This week, something happened with the moon. You may have heard about it or even seen it yourself, if you were one of the millions of lucky people in North America on April 8th, when a total solar eclipse crossed over Mexico, the United States, and Canada.
It was spectacular, or so I’ve heard. I live in Berlin, so I wasn’t able to witness the eclipse firsthand; my experience wasn’t through a pinhole camera, but through photographs others were able to capture. Fortunately for me, there are a lot of photos of this eclipse, even many taken from space!

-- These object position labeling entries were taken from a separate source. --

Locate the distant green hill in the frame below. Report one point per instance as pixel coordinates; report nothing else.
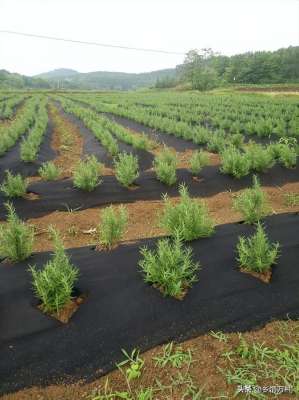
(16, 81)
(70, 79)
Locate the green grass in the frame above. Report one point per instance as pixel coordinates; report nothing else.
(169, 267)
(257, 253)
(54, 283)
(190, 217)
(16, 237)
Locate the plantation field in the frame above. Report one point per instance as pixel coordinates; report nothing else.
(149, 245)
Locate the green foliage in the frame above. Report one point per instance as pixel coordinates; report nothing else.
(252, 203)
(169, 267)
(256, 253)
(16, 237)
(54, 284)
(14, 185)
(190, 217)
(134, 364)
(235, 163)
(112, 227)
(87, 174)
(198, 160)
(165, 164)
(49, 171)
(126, 168)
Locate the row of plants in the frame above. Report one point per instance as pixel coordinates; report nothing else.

This eclipse was historic for a few reasons. Total eclipses are rare, since they require the sun, moon, and earth to be perfectly aligned, in that order, and at a very specific distance apart. When that happens, the moon takes up about the same amount of space in the sky as the sun does, and anyone standing directly in the moon’s shadow (the “path of totality”) will experience complete darkness as it passes over. Anything short of that will give you a partial eclipse, which is also what’s seen by people outside the path of totality.
A total eclipse can show special features like “Baily’s Beads” or the “Diamond Ring,” where the craters and curves of the moon let through bits of the sun’s photosphere, creating sparkling “beads” of light. Observing phenomena like these is important, since they can help scientists learn more about the exact shape of the sun and further our understanding of physics.
We’re also currently nearing a solar maximum, the high point of an 11-year cycle when the sun expels more material than usual into space, resulting in sunspots, solar flares, and coronal mass ejections.
Outside of the science, this eclipse was also special because its path was so large, ranging from 108 to 122 miles wide and passing over a more densely populated area than recent total eclipses have. NASA estimates that 31.6 million people were living in the path of totality, and 150 million were within 200 miles (about 322 kilometers, or a distance well worth traveling for a once-in-a-lifetime view!). The path looked like this:
With such a wide path to view from, there were eclipse gatherings galore across the entire continent.
Beyond these headline-makers, there were also many more informal viewing parties. On April 8th, 2024, everyone paused for a moment to look up at the sky together: on mountainsides, beaches, and rooftops; from public parks and front yards; on lunch-break walks and mini road trips to empty fields. I know this not because I was there, but because there are photos of these moments, and the photos also hold a bit of eclipse magic, even if they’re not of the moon and sky.
I’ve collected some of my favorite photos, both of the sky and of the people who watched it, in the tooltips of this map:
When I was gathering this data, I didn’t have exact coordinates for every city where photos were taken, but I did know the city names — and that’s enough for Datawrapper's symbol map geocoder to find coordinates. I created a symbol map and pasted my city names in as data, generating latitude and longitudes to use in my locator map. I combined those coordinates with a pre-styled list of points in Google Sheets, using the method outlined here in our Academy. Being able to more or less automatically position and style the 35 points on this map made a huge difference in the process and the final product!